Dart Lesson 7: Object-oriented (Part 1) - Basic concepts of classes and objects

Starting today, we'll dive into Object-Oriented Programming (OOP). OOP is a core concept in modern programming languages, and Dart, being a purely object-oriented language, fully supports this paradigm. In this lesson, we'll start with the fundamental concepts of classes and objects, with special attention to programming conventions brought by Dart's null safety mechanism.

I. Classes and Objects: The Core of OOP

In the object-oriented world, a Class is an abstract description of things, while an Object is a concrete instance of a class.

For example:

• "Car" is a class (it describes common features of cars like having wheels and being able to drive)
• Your red sedan is an object of the "Car" class (a specific, existing instance)

In Dart, everything is an object, including basic types like numbers and strings, all of which inherit from the Object class.

II. Defining Classes and Creating Objects

1. Defining a Class

Use the class keyword to define a class. Class names typically follow PascalCase (each word starts with a capital letter).

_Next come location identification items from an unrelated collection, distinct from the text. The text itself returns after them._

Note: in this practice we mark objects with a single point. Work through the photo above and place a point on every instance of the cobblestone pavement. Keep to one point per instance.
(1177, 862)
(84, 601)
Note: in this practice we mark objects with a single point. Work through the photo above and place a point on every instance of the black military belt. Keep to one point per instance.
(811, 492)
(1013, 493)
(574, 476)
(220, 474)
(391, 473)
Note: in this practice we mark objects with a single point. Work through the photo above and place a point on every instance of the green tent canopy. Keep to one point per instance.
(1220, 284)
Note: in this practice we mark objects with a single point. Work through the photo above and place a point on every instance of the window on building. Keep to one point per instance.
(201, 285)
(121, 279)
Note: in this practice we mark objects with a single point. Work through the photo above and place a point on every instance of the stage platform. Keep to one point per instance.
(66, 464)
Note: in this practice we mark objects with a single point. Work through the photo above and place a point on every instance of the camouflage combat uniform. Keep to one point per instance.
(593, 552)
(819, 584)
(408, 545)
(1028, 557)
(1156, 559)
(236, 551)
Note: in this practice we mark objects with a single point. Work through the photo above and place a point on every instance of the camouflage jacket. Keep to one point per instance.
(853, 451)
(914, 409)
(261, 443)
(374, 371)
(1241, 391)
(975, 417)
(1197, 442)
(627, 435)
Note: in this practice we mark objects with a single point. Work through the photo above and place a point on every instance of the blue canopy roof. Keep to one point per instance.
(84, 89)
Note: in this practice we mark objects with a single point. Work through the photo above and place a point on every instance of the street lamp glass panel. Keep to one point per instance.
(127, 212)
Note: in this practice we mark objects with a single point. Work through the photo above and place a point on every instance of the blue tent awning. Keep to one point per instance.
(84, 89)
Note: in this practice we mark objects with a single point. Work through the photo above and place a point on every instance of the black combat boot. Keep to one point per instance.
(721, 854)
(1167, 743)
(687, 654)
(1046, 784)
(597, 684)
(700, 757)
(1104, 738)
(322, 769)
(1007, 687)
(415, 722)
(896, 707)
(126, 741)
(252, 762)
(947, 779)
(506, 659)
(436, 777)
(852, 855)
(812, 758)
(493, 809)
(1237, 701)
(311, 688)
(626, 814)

// Define a "Person" class
class Person {
  // Class members (variables and methods) will be defined here
}

2. Creating Objects

Use the new keyword (which can be omitted) to create an instance (object) of a class:

class Person {
  // Empty class (no members yet)
}

void main() {
  // Create objects of the Person class
  Person p1 = new Person(); // Using the new keyword
  Person p2 = Person(); // Omitting new (Dart recommended style)

  print(
    p1,
  ); // Output: Instance of 'Person' (indicates this is an instance of the Person class)
  print(p2); // Output: Instance of 'Person'
}

III. Member Variables and Methods (Null Safety)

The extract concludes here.